Summary

This work presents experimental results that demonstrate significantly enhanced imbibition rates and oil recoveries by altering the wettability of the Spraberry rock from weakly water-wet to more strongly water-wet conditions. The Spraberry reservoir of the Permian Basin in west Texas is characterized as an areally extensive, low net-to-gross oil reservoir with low matrix permeability (< 0.1 md) that produces owing to a well-developed natural fracture system. The natural fractures coupled with a weakly water-wet rock-fluid system in a high salinity environment, and the low matrix permeability make it challenging to efficiently waterflood the Spraberry. Such conditions lead to poor sweep efficiency, but low waterflood recovery can also be attributed to limitations of the spontaneous imbibition process under the mixed-wettability, low matrix permeability conditions existing naturally in Spraberry. Spontaneous imbibition experiments were performed on Spraberry plugs for a range of injectant brine compositions by varying brine salinities or by adding surfactants. Recovery improvements were observed. Surfactants and lower-salinity brines both alter the wetting properties of the Spraberry to more water-wet conditions, and these laboratory experiments show that stronger water-wet conditions result in significant increases in oil recovery by the spontaneous imbibition process.
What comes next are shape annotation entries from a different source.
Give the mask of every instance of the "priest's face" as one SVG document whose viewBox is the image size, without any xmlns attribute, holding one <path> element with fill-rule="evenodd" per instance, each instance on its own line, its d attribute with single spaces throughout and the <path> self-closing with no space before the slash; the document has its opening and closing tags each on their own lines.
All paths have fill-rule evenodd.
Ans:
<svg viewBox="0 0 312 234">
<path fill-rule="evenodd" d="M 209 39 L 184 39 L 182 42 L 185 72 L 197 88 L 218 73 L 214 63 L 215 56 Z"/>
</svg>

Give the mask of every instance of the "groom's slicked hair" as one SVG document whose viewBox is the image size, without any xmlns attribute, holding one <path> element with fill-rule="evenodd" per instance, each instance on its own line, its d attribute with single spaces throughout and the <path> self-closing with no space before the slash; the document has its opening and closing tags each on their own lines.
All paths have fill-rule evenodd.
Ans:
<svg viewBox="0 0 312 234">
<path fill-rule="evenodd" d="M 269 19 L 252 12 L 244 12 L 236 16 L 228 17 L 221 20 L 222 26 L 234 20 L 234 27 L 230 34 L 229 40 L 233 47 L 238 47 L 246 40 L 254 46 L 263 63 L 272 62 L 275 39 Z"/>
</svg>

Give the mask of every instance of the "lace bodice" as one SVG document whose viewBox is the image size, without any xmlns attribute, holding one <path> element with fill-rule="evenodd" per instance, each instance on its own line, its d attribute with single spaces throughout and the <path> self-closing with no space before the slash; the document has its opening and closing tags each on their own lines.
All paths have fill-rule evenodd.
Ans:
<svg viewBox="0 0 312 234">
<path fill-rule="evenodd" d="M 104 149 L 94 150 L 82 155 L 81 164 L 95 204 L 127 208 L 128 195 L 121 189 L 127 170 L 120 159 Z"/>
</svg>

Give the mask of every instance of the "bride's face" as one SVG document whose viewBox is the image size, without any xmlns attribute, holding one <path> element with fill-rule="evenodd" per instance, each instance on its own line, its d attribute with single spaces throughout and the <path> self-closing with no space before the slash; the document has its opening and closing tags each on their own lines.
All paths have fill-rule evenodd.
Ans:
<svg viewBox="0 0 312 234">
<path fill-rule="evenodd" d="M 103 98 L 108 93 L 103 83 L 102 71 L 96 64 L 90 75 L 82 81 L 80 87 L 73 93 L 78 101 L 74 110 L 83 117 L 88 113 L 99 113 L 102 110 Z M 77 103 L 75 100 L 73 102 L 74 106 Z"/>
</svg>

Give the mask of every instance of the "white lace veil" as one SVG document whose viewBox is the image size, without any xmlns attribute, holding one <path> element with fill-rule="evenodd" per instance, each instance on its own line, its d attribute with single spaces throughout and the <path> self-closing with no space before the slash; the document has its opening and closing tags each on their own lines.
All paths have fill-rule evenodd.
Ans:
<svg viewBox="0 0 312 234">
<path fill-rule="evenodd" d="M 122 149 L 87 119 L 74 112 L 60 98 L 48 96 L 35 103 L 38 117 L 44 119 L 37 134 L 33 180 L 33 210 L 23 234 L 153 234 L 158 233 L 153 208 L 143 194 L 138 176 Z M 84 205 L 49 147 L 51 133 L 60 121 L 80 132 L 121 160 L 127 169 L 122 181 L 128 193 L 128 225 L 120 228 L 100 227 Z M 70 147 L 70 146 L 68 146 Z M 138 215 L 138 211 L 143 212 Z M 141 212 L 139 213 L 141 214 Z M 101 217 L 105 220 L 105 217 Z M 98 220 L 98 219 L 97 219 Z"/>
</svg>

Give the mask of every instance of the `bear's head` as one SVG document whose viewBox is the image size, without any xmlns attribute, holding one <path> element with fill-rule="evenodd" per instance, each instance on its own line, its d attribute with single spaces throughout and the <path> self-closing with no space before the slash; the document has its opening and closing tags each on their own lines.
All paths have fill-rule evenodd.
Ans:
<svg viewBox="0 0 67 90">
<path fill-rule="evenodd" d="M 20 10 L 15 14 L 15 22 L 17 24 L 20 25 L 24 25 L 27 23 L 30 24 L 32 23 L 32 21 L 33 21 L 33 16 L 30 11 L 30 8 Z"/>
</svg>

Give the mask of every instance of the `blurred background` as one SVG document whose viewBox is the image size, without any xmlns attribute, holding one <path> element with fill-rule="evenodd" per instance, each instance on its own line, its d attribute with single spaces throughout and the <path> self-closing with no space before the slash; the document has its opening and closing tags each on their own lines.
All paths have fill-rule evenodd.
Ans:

The results may assist the interpretation of potential field tests in future.

Introduction

The Spraberry field is believed to originally contain about 40 billion barrels of oil in the Spraberry and Dean formations. To increase field recovery, large areas of the field were unitized in the early 1960's, and secondary recovery projects involving pattern waterfloods were implemented. Current projections estimate that 10 to 20% of the oil originally in place (OOIP), will be recovered with waterflood developments using predominantly 40 acre well spacing and some 20 acre infill drilling. This is largely due to the presence of a well-developed natural fracture network which leads to poor sweep efficiency of the rock matrix by the injected water. The problem is further compounded by the fact that the Spraberry formation has low matrix permeabilities (typically < 1 md) and tends to be weakly water wet, so that the imbibition that does occur between the fractures and matrix is slow, and is inhibited relative to the imbibition that could occur in a more strongly water-wet rock-fluid system.

The objective of this study is to investigate ways in which the performance of the Spraberry waterfloods can be improved. Laboratory experiments are conducted to study ways of enhancing oil recovery via secondary imbibition either using low salinity brine or by using dilute surfactant systems. The results from the lab study will facilitate design a field pilot flood.